Prescribing Effective Compression and PTS
Main Session (Workshop options scheduled)
Saturday, 17 August 2013 Start 9:50am Duration: 20mins Plenary

The classical concept of compression therapy for patients with CVI and PTS of the lower extremities recommends starting with an acute therapy phase, consisting of firm bandages, and then transferring to a maintenance phase, in which the extremity should be kept free from oedema using compression stockings.

The logic of this approach is related to the following practical problems:
1. Compression stockings prescribed for a swollen leg rapidly lose their fit and need to be newly prescribed repeatedly
2. Bandages require trained staff to apply (or provide training to a carer) and are often a single use imposing a considerable economic burden.

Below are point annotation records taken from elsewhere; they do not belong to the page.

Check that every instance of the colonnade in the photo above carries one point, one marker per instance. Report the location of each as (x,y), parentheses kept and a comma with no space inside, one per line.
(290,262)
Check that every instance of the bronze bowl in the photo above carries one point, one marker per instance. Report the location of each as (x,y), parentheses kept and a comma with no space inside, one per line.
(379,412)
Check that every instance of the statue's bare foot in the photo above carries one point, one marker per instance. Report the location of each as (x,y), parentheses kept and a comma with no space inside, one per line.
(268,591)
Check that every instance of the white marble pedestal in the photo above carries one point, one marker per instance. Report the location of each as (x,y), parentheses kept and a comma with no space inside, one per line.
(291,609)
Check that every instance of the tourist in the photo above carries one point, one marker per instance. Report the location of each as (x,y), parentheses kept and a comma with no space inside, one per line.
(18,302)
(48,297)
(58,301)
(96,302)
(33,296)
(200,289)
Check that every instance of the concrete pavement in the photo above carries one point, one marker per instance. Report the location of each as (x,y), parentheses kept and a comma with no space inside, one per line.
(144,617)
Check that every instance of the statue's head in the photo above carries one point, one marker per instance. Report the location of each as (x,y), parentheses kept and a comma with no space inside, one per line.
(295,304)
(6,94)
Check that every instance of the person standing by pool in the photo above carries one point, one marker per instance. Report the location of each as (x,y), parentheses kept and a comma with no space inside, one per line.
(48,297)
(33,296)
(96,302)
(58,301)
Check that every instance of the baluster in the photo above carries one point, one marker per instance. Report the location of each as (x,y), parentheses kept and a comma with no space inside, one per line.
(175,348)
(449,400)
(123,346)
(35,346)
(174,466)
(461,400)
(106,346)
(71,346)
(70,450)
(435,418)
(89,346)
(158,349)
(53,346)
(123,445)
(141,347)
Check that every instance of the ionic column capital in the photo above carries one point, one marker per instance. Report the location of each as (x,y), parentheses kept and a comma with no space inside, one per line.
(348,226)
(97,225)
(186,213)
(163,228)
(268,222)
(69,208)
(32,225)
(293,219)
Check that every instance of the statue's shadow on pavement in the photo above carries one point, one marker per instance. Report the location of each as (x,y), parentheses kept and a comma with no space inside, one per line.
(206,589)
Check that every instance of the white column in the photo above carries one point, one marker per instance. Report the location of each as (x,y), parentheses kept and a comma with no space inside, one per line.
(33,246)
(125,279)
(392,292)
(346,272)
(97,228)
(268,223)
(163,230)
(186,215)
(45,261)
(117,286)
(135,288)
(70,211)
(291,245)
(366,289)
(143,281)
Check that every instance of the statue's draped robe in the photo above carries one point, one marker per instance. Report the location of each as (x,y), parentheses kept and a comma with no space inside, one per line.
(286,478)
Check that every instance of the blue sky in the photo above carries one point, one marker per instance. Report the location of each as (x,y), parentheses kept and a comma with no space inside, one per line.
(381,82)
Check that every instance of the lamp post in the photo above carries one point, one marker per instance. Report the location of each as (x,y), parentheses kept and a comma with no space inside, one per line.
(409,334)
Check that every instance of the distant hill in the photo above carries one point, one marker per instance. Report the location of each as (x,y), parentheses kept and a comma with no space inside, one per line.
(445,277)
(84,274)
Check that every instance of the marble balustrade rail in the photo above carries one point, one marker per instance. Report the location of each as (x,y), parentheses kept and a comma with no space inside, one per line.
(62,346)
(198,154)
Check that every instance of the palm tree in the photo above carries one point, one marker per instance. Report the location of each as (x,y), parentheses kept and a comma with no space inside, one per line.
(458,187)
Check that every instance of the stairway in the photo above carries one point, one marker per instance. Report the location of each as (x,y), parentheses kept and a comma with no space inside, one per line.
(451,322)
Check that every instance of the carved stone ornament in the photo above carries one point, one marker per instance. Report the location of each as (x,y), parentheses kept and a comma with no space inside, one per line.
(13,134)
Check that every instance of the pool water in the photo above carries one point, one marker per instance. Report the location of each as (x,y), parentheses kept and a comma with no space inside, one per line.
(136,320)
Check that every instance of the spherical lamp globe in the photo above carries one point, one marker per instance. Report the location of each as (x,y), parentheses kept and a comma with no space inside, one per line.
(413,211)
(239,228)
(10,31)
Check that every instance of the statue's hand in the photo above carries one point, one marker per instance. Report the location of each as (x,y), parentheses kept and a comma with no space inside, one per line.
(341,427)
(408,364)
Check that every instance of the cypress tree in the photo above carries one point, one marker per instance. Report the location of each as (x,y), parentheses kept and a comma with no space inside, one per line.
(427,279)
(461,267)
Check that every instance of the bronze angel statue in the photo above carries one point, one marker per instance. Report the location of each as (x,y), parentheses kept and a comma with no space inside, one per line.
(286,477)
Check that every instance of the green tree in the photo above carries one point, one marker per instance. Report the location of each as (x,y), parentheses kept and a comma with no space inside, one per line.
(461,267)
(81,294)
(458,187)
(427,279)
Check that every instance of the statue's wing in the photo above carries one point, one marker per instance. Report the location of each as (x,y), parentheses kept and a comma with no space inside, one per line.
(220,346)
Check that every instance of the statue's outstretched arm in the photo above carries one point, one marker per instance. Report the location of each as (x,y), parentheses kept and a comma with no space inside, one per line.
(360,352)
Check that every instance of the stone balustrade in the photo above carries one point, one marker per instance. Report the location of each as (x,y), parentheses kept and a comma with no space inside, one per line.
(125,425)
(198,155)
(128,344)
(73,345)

In practice, for prevention and treatment of oedema and less severe CVI symptoms, compression stockings are effective and usually sufficient. However for the treatment of patients with chronic venous hypertension (PTS), it is necessary to achieve interface pressures that approach the level of ambulatory venous hypertension during walking, but that are comfortably tolerated when lying down. These preconditions may be fulfilled by multilayer bandages applied with a resting pressure of 50mmHg or more.

When prescribing compression for CVI and PTS, in addition to assessment of the deep and superficial venous, it is also necessary to assess the lower extremity arterial pressures as well as the lymphatic system, as these will influence management.